Southern Gothic: antebellum ecclesiology in Alabama, Louisiana, and Mississippi
Item statusRestricted Access
Embargo end date31/12/2100
McNair, Michael Stephen
The primary focus of the thesis is to examine and explain the architectural, religious, and anthropological occurrences that influenced the implementation of ecclesiology in Alabama, Mississippi, and Louisiana in the period prior to the American Civil War in 1861. Architectural, religious, and cultural developments in the region have been considered within the context of Romanticism, Cotton Capitalism, provincial architectural taste and climatic conditions, socioeconomic placement of the gentry planter class, and the liturgical developments within the Episcopal Church. The Episcopal Church was the only denomination interested in the development of the Gothic Revival and the High Church influences in the largely evangelical region creates a question of purpose. Aside from liturgical requirements, issues of taste and refinement are associated with the Gothic form and are therefore associated with the educated and wealthy Episcopal congregants. This thesis examines the information beyond any existing literature and explains how and why a variation of ecclesiology was implemented in certain Episcopal parishes in the Gulf South. The methodology for creating an argument for antebellum ecclesiology concentrates on primary sources and fieldwork. The first hand accounts of both natives and travellers in the region, the reports from the clergy, and the writings from the Episcopal planter class, all infuse to create a clear understanding of the development of the Gothic Revival and the purpose, both religiously and socially, of the style. The influence of the Oxford Movement and the English ecclesiologists is also considered when evaluating the transatlantic relationship between the American Church and Southern Anglophiles in relation to the Church of England.
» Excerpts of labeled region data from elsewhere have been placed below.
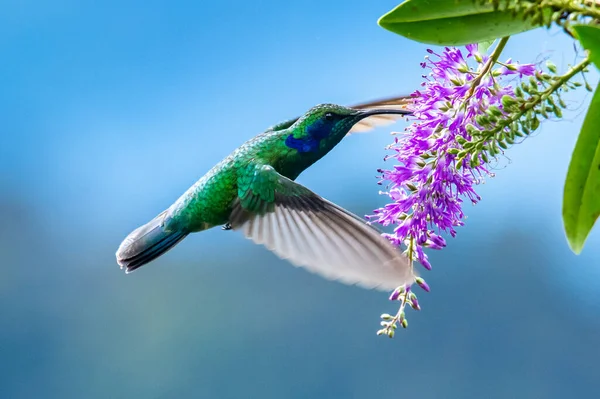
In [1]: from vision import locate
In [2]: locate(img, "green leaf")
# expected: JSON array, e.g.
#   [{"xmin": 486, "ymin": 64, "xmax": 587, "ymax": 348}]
[
  {"xmin": 477, "ymin": 40, "xmax": 496, "ymax": 54},
  {"xmin": 377, "ymin": 0, "xmax": 537, "ymax": 46},
  {"xmin": 563, "ymin": 88, "xmax": 600, "ymax": 254},
  {"xmin": 573, "ymin": 25, "xmax": 600, "ymax": 69}
]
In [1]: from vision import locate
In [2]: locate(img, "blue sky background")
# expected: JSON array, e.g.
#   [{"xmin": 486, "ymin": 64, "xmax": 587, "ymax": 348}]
[{"xmin": 0, "ymin": 0, "xmax": 600, "ymax": 398}]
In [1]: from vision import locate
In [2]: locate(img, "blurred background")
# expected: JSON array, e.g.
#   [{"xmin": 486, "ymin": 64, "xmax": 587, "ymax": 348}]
[{"xmin": 0, "ymin": 0, "xmax": 600, "ymax": 399}]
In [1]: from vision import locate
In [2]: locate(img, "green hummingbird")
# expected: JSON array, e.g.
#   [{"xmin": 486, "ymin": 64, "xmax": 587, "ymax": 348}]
[{"xmin": 116, "ymin": 97, "xmax": 415, "ymax": 289}]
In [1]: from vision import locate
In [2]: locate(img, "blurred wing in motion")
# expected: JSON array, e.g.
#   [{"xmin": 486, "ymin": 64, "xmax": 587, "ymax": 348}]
[{"xmin": 230, "ymin": 165, "xmax": 415, "ymax": 290}]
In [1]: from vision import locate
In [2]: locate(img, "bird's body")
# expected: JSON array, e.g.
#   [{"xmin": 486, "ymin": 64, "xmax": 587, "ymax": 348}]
[{"xmin": 117, "ymin": 97, "xmax": 414, "ymax": 288}]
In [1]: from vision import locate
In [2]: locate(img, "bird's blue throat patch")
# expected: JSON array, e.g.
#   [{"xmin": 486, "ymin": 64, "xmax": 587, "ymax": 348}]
[
  {"xmin": 285, "ymin": 134, "xmax": 321, "ymax": 152},
  {"xmin": 285, "ymin": 120, "xmax": 335, "ymax": 152}
]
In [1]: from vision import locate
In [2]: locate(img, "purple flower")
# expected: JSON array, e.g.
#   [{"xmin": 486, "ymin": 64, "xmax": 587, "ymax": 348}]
[{"xmin": 370, "ymin": 44, "xmax": 535, "ymax": 274}]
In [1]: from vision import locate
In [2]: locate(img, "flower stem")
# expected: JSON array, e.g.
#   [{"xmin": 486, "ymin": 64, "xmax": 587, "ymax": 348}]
[
  {"xmin": 477, "ymin": 57, "xmax": 591, "ymax": 142},
  {"xmin": 540, "ymin": 0, "xmax": 600, "ymax": 19},
  {"xmin": 465, "ymin": 36, "xmax": 510, "ymax": 103}
]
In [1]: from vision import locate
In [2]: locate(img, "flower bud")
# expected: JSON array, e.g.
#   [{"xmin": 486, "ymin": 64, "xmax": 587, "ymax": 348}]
[{"xmin": 415, "ymin": 277, "xmax": 431, "ymax": 292}]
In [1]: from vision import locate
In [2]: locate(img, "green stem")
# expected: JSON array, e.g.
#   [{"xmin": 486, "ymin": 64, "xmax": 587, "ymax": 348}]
[
  {"xmin": 477, "ymin": 58, "xmax": 590, "ymax": 142},
  {"xmin": 539, "ymin": 0, "xmax": 600, "ymax": 19},
  {"xmin": 464, "ymin": 36, "xmax": 510, "ymax": 99}
]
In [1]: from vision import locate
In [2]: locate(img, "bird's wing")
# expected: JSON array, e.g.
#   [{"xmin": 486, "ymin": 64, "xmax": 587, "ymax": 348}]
[
  {"xmin": 267, "ymin": 96, "xmax": 413, "ymax": 134},
  {"xmin": 230, "ymin": 165, "xmax": 414, "ymax": 289}
]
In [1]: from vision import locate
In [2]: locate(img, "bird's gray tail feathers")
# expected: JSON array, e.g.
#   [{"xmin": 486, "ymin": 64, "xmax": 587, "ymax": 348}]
[{"xmin": 117, "ymin": 211, "xmax": 188, "ymax": 273}]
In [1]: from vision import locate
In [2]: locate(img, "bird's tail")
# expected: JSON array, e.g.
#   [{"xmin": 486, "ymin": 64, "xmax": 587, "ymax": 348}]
[{"xmin": 117, "ymin": 211, "xmax": 188, "ymax": 273}]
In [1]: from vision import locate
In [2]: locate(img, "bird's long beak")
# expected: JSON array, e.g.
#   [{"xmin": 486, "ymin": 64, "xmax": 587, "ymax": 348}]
[{"xmin": 354, "ymin": 108, "xmax": 412, "ymax": 122}]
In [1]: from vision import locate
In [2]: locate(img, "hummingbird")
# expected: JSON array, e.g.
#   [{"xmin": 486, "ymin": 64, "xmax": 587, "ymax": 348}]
[{"xmin": 116, "ymin": 96, "xmax": 415, "ymax": 290}]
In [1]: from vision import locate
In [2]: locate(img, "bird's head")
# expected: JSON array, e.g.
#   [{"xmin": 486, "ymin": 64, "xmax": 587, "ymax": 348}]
[{"xmin": 286, "ymin": 104, "xmax": 411, "ymax": 152}]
The theological and humanistic understanding of mankind within the confines of a slave-based economy also influenced the decision of the planter class to gravitate towards the Episcopal Church and establish an architectural presence unique to their social and economic level. Ecclesiology embodied the refinement and social position of the Episcopal Church, creating a visible and psychical manifestation of High Church principles suited for the gentry slaveholding class. By examining the architectural models of the early Episcopal Church in the Gulf South, this data establishes a pattern of the Church supporting the Gothic Revival and, in some circumstances, following the principles of ecclesiology.